Since late October, when Comey dropped a bombshell that a review of Clinton's State Department email practices would be revisited after new messages were uncovered, “the FBI investigative team has been working around the clock," he said in a widely circulated letter to lawmakers.
"During that process, we reviewed all of the communications that were to or from Hillary Clinton while she was secretary of state. Based on our review, we have not changed our conclusions that we expressed in July with respect to secretary Clinton."
British Prime Minister Theresa May, meanwhile, called for a "calm and measured" presidential vote. She was careful to avoid giving any indication of her preferred winner in the Trump-Clinton showdown.
Markets worldwide were on an upswing following the announcement by the FBI.
Australian shares recorded their best day in close to four months as investors interpreted this morning's statement from the FBI as a sign of higher odds of Clinton winning the White House race tomorrow.
Safe havens such as gold, which climbed last week after investors feared a Trump victory, reversed course.
But the clearest evidence of an "anti Trump relief rally" was witnessed in the Mexican peso, which surged to a level last seen before Comey's letter to the Congress in October.

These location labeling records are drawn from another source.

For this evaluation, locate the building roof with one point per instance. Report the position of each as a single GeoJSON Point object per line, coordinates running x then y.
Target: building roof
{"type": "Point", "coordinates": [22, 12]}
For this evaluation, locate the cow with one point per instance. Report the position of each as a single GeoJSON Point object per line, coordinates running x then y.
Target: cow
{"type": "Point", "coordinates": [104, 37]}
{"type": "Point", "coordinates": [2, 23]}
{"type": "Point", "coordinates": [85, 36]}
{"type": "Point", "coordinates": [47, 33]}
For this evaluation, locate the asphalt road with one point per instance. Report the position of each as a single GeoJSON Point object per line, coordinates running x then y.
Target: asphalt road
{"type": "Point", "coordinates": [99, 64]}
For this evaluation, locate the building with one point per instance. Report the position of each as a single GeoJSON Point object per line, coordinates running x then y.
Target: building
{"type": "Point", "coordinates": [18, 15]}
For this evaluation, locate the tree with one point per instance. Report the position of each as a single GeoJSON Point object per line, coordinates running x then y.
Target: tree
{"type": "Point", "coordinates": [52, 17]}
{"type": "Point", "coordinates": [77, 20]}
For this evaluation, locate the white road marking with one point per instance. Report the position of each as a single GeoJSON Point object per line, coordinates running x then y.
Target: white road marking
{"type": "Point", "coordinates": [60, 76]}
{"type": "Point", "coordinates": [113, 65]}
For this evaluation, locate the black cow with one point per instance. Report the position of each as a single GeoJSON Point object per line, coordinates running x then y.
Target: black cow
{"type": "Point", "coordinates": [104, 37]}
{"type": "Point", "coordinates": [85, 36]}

Trump's proposals – including a wall on the border with Mexico and renegotiation of NAFTA, a key regional deal – have caused particular concerns for the Mexican economy.
The dollar also jumped on Monday, while the euro was trading lower.
In Tokyo, the dollar stood at 104.04 yen, up from 103.04 yen in New York on Friday.
Asian stocks also opened higher.
In Tokyo, the benchmark Nikkei 225 index gained 1.3 percent, or 220.67 points, to 17,126.03 in early trading.
The broader Topix index was up 1.25 percent, or 16.85 points, at 1,363.89.
Markets have tended to see Clinton as the status quo candidate, and news favouring her bid often boosts risk appetite, whereas the stance taken by her Republican rival Donald Trump on foreign policy, trade and immigration issues is seen posing potential risks for global growth.
News of a revived FBI investigation into Clinton's emails had resulted in a nine-day losing streak for the S&P 500, its longest since 1980.
Michigan could be key swing state
Both presidential candidates are campaigning in Michigan the day before the elections, signs that the state will play a crucial part in the polls.
Along with 6-7 other key states, such as Pennsylvania, Ohio, New Hampshire and Florida, Michigan could be one of the deciding states.
Meanwhile, musician Ted Nugent made an obscene gesture on stage while warming up the crowd for Trump.
“I’ve got your blue state right here,” Nugent said as he grabbed his crotch. “Black and blue.”
The vulgar visual display came while the outspoken rocker insisted the “real Michigan” was a conservative state and should not be a member of the Democratic electoral firewall.
Nugent laced his introduction of Trump with profanity, saying Michigan had “the hardest working s---kickers mankind has ever known.”
Michigan is clearly a big prize.
With 16 electoral votes, it could widen Trump's path to an electoral vote victory.
If Clinton were to lose Michigan on Tuesday, it would significantly affect her presidential hopes, and perhaps even end them.